Le 3 mars 1947, Léo Ferré signe son premier contrat avec un éditeur musical : Le Chant du Monde, maison d'édition affiliée au parti communiste. Mis à part La Chanson du scaphandrier, Ferré n'enregistre aucune des chansons sur lesquelles il cède l'exclusivité des droits au Chant du monde[N 12], sans doute parce qu'il les envisage comme un corpus destiné aux interprètes. À ce stade Ferré n'est pas encore certain de vouloir chanter lui-même. Il le fait par nécessité, pour gagner sa vie.

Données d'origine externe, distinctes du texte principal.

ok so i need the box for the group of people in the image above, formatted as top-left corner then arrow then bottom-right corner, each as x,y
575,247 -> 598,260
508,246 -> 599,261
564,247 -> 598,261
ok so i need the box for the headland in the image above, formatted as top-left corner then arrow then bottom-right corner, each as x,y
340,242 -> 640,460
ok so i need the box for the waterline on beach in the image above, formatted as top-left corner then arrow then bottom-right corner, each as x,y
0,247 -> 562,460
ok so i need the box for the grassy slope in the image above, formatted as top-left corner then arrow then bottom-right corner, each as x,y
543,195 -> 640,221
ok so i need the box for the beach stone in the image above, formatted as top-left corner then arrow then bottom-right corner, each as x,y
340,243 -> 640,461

En 1950, il rencontre Madeleine Rabereau au BarBac rue du Bac à Paris. « Je suis né par erreur en 1916 et une seconde fois le 6 janvier 1950 quand j’ai connu Madeleine »[9], celle dont il dira aussi « c'est l'autre bout de moi-même »[10]. La relation passionnée qui en naît donne une impulsion nouvelle à sa vie et sa carrière. Il fait de Madeleine sa muse, elle influe positivement sur la prise de confiance et le devenir charismatique de l'artiste sur scène, ainsi que sur certains choix artistiques (mise en scène et organisation du tour de chant, essentiellement). Elle lui fait enlever ses lunettes sur scène, laisser un peu son piano, modifier son habillement[9]. Ils vivent ensemble boulevard Pershing avec Annie Bizy, la fille de Madeleine.
En juin de la même année, Léo Ferré renouvelle son contrat avec Le Chant du Monde pour trois ans. Cette fois, le contrat concerne l'édition phonographique, Ferré va pouvoir enfin s'enregistrer. Dès le 26 juin, il est en studio et, s'accompagnant lui-même au piano, il enregistre quatorze chansons, dont douze sont diffusées en 78 tours[N 13].
Toujours en 1950, il part en Angleterre pour tenir le (petit) rôle d'un pianiste dans le film Cage of Gold (La Cage d'or), de Basil Dearden. C'est son unique apparition au cinéma.
En janvier 1951, Ferré enregistre pour la radio De sac et de cordes, un « récit lyrique » récité par Jean Gabin[N 14] et diffusé sur les ondes en février. Les Frères Jacques, Léo Noël, la cantatrice Laïla Ben Sedira ainsi que divers autres chanteurs et comédiens participent à cet enregistrement. C'est l'occasion pour Ferré de diriger pour la première fois un orchestre symphonique et des chœurs.
Depuis la fin 1947 Ferré produit et anime sur Paris Inter plusieurs cycles d'émissions consacrées à la musique classique. Dans Musique byzantine (1953-1954), il élargit son propos à des questions esthétiques sur la tonalité, l'exotisme, la mélodie, l'opéra, l'ennui, l'originalité ou la « musique guimauve »[11], et affirme avec une acuité polémique ses conceptions anti-modernes, épinglant tout à la fois l'assujettissement de la musique au mercantilisme industriel (« la musique de conserve »[12]) et la décadence intellectualiste en quoi consiste la recherche éperdue de procédés et de systèmes (« le terminus des dilettantes »[13]), incarnée à ses yeux par les avant-gardes, au premier rang desquelles la musique sérielle en plein essor. Un projet ultérieur d'émission ayant été refusé et le succès venant, Léo Ferré cesse de travailler à la radio.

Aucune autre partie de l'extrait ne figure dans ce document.